New Friends, New Rules

The following new game option introduces rules that would allow anyone to link themselves to a creature companion, something typically reserved for druids, rangers, and wizards. Although some tables will find this to be an excellent way to expand their games and open up new roleplay opportunities for their table, some players and GMs may find the introduction of additional companions cumbersome to their style of gameplay. 

As with all new rules and game options, it is highly recommended that the addition of creature companion options into your game be discussed during your pre-campaign conversations or during your group’s session zero, specifically how players and GMs will handle the danger and mortality that accompanies adventuring with a living creature and how that creature will be handled mechanically throughout the course of their gameplay. 

Creature Companions

Unlike the spirits summoned using find familiar or similar spells, the following rules work under the assumption that creature companions are actually living beings which player characters can create a mystic link with. These potential companions are commonly discovered throughout the course of an adventure and at the GM’s discretion. But whether found in the wild or while shopping in an exotic (or black market) bazaar, the mechanics of forging a link with a creature companion, as well as the potential benefits and ramifications of that link, remain the same.

Forging Your Link

In order to link with a creature companion, a character must have the following feat:

Mystic Link

You are able to extend your spark to forge a mystic link with a willing creature companion. In order to successfully forge a link, you must spend one uninterrupted hour concentrating on and interacting with the creature. The creature companion must be a non-humanoid creature of challenge rating ½ or lower, size Large or smaller, and not hostile toward you. You cannot be linked to more than one creature at a time and a creature cannot be the subject of more than one link. After successfully linking, you gain access to the creature companion’s stage 1 and stage 2 benefits as they unlock at the specified levels and the creature companion’s statistics change as follows:

    • Its armor class changes to equal 13 + your proficiency bonus. 
    • Its hit points change to 5 + five times your character level and increase by that increment each time your character level increases. 
    • Its proficiency bonus equals your proficiency bonus.

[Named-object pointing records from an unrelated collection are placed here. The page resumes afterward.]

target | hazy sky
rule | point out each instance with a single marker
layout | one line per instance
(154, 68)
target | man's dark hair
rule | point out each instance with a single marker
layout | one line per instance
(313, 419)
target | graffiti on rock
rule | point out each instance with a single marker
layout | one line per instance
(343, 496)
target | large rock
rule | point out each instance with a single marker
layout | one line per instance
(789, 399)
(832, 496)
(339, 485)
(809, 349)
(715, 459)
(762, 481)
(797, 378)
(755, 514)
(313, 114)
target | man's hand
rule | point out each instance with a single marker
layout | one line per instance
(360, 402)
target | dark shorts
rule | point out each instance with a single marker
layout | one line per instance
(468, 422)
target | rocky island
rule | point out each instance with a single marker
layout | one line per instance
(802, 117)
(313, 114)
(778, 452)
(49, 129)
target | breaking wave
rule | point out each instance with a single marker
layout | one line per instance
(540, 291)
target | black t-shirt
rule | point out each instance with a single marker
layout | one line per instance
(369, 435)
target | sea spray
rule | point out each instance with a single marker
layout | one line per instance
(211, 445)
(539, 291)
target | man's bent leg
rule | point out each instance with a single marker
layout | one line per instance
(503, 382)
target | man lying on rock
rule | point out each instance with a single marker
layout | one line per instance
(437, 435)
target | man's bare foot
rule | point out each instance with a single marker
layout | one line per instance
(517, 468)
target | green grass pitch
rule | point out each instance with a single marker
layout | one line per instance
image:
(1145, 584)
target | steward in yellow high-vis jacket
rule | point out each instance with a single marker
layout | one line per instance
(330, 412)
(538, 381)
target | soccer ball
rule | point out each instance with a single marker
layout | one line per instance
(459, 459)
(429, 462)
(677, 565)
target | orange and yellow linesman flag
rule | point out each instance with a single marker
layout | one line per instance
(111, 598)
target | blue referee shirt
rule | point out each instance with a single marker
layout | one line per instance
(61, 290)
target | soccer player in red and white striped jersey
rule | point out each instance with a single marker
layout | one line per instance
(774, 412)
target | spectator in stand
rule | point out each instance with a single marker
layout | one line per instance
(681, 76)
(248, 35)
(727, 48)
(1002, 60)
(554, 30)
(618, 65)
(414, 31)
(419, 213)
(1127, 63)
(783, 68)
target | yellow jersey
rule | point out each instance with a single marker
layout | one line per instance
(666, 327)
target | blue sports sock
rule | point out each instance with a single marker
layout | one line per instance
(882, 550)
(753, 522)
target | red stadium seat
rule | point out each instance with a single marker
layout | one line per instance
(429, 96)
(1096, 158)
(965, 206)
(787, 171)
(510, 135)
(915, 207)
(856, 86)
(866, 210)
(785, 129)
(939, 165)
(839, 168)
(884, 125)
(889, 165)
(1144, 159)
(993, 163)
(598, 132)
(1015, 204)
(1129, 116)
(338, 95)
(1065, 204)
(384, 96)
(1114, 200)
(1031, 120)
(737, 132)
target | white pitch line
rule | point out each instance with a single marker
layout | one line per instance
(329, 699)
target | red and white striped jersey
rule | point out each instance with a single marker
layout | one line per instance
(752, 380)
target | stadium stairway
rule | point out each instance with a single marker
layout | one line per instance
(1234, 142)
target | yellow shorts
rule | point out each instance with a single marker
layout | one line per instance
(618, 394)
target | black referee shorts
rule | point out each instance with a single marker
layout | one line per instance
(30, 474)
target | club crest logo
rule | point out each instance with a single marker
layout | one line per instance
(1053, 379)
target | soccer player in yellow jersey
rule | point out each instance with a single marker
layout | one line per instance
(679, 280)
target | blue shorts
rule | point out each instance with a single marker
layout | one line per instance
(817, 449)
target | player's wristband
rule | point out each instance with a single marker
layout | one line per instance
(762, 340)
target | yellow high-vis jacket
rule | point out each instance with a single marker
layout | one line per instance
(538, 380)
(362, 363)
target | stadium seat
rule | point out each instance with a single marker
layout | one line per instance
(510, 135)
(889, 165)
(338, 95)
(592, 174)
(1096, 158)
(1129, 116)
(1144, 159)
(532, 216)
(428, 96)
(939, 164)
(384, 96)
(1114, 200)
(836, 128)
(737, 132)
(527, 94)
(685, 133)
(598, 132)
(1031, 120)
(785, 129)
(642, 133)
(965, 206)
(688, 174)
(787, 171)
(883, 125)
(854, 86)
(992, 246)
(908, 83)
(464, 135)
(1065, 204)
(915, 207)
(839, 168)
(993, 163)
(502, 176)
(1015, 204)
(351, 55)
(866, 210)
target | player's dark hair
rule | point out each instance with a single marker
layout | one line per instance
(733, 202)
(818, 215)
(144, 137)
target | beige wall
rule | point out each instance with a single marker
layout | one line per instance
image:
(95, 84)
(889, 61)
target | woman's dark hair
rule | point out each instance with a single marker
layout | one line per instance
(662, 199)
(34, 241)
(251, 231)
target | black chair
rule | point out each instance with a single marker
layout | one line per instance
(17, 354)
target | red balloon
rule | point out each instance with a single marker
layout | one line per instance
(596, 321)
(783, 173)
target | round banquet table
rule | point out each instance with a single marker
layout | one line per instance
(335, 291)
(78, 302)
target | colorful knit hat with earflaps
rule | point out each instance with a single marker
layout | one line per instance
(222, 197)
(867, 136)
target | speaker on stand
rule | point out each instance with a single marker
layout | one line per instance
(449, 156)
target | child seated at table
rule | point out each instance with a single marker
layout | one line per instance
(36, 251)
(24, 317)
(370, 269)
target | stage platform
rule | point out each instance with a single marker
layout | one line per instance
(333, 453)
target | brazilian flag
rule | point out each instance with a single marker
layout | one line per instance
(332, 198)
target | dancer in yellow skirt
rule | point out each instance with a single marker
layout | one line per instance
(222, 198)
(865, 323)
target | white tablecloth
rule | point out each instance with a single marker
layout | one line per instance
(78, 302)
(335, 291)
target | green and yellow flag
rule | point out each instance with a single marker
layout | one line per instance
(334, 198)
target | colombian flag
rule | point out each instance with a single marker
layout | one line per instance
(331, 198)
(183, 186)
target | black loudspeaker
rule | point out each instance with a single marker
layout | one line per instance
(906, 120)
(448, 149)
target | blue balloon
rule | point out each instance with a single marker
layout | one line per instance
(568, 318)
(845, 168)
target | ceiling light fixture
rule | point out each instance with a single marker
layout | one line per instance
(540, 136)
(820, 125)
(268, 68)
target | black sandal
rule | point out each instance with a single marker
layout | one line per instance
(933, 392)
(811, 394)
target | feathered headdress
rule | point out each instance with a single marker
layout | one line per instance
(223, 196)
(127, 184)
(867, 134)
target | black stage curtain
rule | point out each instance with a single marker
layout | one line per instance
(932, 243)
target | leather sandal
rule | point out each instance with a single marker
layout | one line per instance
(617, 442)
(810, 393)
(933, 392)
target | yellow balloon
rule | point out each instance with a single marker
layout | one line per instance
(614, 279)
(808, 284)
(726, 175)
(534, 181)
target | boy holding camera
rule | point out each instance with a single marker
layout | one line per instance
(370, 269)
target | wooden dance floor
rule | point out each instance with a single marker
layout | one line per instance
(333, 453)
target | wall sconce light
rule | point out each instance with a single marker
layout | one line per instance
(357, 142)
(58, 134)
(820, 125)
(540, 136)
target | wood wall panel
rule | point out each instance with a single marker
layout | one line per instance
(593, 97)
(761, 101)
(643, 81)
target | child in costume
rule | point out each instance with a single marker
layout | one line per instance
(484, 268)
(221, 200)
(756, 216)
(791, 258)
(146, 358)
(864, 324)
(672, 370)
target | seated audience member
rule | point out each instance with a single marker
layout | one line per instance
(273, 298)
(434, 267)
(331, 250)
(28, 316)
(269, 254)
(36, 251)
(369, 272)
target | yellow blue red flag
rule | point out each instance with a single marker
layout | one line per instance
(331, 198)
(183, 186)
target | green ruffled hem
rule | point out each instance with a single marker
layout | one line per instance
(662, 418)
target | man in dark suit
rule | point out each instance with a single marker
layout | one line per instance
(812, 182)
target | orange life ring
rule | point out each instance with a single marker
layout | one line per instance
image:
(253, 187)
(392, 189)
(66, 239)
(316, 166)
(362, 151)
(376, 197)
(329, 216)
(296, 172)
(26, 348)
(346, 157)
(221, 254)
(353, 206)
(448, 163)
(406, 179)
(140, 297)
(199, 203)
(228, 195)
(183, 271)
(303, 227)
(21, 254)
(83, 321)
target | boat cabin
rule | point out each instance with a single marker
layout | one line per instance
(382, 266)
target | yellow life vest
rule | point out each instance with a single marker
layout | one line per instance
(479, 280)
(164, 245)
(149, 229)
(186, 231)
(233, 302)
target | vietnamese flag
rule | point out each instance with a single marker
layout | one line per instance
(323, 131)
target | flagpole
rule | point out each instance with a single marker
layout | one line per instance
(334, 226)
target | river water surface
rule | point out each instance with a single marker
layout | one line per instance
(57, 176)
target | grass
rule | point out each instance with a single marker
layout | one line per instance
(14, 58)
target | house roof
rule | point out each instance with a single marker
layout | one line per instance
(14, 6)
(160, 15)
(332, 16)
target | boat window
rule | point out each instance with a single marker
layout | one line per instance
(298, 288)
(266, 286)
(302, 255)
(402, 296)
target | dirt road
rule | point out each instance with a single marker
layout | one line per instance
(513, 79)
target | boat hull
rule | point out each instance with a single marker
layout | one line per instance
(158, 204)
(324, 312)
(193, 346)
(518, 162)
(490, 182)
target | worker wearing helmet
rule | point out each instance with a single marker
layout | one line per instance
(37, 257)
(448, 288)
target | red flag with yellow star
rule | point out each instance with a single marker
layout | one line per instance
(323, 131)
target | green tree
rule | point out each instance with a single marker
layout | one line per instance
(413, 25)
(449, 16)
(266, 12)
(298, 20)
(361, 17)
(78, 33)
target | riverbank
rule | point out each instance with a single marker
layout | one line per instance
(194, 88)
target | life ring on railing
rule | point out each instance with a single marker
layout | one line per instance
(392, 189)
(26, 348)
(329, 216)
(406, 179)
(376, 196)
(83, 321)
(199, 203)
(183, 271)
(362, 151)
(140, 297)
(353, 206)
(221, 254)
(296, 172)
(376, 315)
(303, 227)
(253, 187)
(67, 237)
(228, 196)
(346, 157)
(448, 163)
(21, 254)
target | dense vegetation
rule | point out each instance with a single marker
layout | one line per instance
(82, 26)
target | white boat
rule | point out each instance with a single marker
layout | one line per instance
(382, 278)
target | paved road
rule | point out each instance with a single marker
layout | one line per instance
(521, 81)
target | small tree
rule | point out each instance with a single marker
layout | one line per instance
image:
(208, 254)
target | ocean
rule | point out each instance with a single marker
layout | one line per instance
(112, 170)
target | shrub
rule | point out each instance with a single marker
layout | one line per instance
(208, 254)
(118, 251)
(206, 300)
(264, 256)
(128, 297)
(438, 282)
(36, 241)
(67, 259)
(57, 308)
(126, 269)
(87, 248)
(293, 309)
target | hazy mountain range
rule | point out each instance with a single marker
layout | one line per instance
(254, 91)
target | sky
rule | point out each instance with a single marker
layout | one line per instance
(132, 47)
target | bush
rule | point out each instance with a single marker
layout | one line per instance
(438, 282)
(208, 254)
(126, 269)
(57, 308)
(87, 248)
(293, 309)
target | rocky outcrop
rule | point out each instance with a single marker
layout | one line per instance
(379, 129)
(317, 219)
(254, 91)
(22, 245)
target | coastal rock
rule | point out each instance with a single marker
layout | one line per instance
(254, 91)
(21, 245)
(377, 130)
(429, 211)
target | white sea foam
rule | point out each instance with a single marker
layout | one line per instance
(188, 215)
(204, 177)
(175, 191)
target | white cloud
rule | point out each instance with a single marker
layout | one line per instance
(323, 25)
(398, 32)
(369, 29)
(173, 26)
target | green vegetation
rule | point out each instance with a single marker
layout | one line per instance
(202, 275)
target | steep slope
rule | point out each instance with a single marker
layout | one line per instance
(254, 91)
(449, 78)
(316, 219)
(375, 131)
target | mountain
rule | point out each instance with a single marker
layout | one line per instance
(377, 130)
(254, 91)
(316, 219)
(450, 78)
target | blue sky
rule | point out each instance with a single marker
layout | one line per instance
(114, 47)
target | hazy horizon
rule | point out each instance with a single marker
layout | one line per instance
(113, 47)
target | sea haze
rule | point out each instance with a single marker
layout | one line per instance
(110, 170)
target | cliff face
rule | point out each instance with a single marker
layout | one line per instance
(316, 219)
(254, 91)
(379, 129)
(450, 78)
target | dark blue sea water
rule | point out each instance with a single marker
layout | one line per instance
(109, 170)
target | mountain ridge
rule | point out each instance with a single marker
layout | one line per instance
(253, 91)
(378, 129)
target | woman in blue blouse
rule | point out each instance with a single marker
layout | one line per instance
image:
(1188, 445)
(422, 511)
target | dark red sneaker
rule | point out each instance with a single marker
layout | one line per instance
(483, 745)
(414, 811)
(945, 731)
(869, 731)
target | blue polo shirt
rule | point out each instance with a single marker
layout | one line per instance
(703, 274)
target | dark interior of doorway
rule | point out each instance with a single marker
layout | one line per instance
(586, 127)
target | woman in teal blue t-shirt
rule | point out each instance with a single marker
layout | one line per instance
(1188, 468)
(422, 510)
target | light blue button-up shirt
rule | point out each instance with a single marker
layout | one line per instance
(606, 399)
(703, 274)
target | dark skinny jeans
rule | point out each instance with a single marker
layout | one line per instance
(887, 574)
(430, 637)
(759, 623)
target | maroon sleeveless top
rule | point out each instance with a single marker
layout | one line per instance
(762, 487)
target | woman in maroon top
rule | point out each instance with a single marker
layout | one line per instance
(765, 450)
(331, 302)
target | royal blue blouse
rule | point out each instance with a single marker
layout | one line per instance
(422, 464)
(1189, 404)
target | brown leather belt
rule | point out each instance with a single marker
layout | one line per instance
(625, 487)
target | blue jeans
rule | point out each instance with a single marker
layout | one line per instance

  Your creature companion is friendly to you and your companions. In combat, the creature companion shares your initiative count, but it takes its turn immediately after yours. It can move and use its reaction on its own, but the only action it will take is the Dodge action unless you use your bonus action to command it to take another action. When you take the Attack action on your turn, you can exchange one attack to command your creature companion to take the Attack action. If you are incapacitated, your creature companion can take any action of its choice. 

  If your creature companion drops to 0 hit points, it dies, and you must immediately make a DC 16 Constitution saving throw. On a failure, you take an amount of psychic damage equal to ½ of your creature companion’s total hit points and are stunned for 1d4 rounds. On a success, you take half as much damage and are not stunned. If your link is broken in this way, you may not attempt to forge a mystic link with another creature for one month. 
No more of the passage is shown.